I'm late to this topic, but I thought I'd weigh in anyway.
1. The provocatively named "man-spreading" is obviously the complete opposite of a hot button issue. It's an annoying social irritant with a moderate gender bent to it that generally manifests itself as one of the 5,000 ways people are unnecessarily rude on transit. It is not a boiling front on the gender war, despite how some of the gentlemen posting in this thread are treating it.
2. I'm a tall guy with long legs, so I will occasionally spread them farther than shoulder width if it prevents me crushing them into the seat ahead of me. Pressing my knees into a metal seat-back is extremely uncomfortable. That said, if someone is sitting beside me, I will crush those knees in there (usually by using something to cushion them if possible). I'm fantastically anal-retentive about my personal space, so I both understand the complaints about "man-spreading" and rather fussily avoid having my own legs pressing into anyone.
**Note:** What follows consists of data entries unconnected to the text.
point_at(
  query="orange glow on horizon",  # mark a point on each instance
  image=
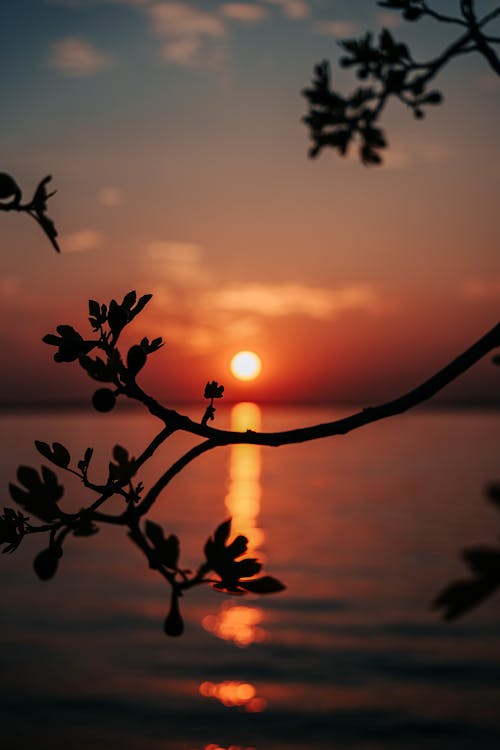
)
(246, 365)
(239, 624)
3. As a male with an ordinarily sized set of genitalia, I can confirm that I can press my legs as tightly together as I can without "crushing" anything. It's not the most comfortable position in the world, but then neither is smooshing into some stranger because "mah balls just gots to be free". I will not discount the possibility that there exists a man with such extraordinarily large balls that he cannot comfortably bring his legs to shoulder width, but such a medical enormity is probably indication of a severe health problem that should be dealt with immediately.
4. As someone who rides transit every day, with very few exceptions guys are definitively the worse seat partners, to the extent that I frantically seek out a solo seat and often won't even get on the fucking train if one isn't available, choosing to wait for the next one. "Man-spreading" does occur, but usually it's lack of elbow/arm control that gets me. Yes, bus stranger, I LOVE that you've decided to read the paper and your fucking elbow is jutting into my chest so you can hold it nice and wide. Keep doing that. It's DELIGHTFUL.
5. Lest anyone think I'm just picking on guys, worst female passenger I've ever rode near was a lady who liked to take her shoes off and rub an extremely vile smelling cream on her feet for 30 minutes. I've gone to the far end of the train to avoid her.